Monday, Nov. 27, 1939

Information, Please

Humpty France and Dumpty Germany continued sitting on their walls last week. Neither had a great fall and neither required more horses or men. The French did some digging in and dragged up some heavy artillery back of Perl at their supposedly "weak" corner by the Luxembourg frontier, where the right flank of a German assault would be protected by neutral territory. They sent about 1,000 men charging up a hill southwest of Pirmasens beside the Hornbach salient, but the Germans counterattacked and the French, after using planes to strafe their assailants for the first time in this war, marched down again. The Germans did some fairly heavy shelling farther east in the Wissembourg sector, to which the French replied in kind. On the Rhine frontier, the French tried some heavy machine-gunning across the river at Kehl. The Germans replied but no one tried to cross the river.

Continued quiet in the ticklish Forbach salient, overlooking the ghost industrial city of Saarbruecken, led observers to guess that the German onslaught there last month, which for a time had the French defenders entirely cut off from support and supplies (TIME, Nov. 13), was a typical German "information" offensive, designed to find out what the French command will do in given circumstances rather than to take an objective now. Before the great Ludendorff push of 1918, the Germans conducted innumerable attacks of inquiry, compiled a thorough textbook on the behavior of various generals commanding various parts of the Allied line. They learned, for example, that General Gough's army was disposed strongly in its forward or battle zone, but weakly in the rear; that Lieut.

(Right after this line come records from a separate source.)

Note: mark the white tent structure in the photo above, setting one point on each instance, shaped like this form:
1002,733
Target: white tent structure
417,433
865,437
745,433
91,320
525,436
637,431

General Butler's forces were organized with most of their strength to the left; that the British Buffs of the 18th Division were organized around a quarry. When the big push came, each of these positions received special treatment; Gough a tremendous bombardment just behind his battle line, cutting off his rear completely; Butler, an enveloping attack; the Buffs' quarry, a blasting from field guns brought right into the German front line. So may it go at Forbach, Hornbach, Wissembourg, et al., if & when Adolf Hitler decides to push--or his generals let him.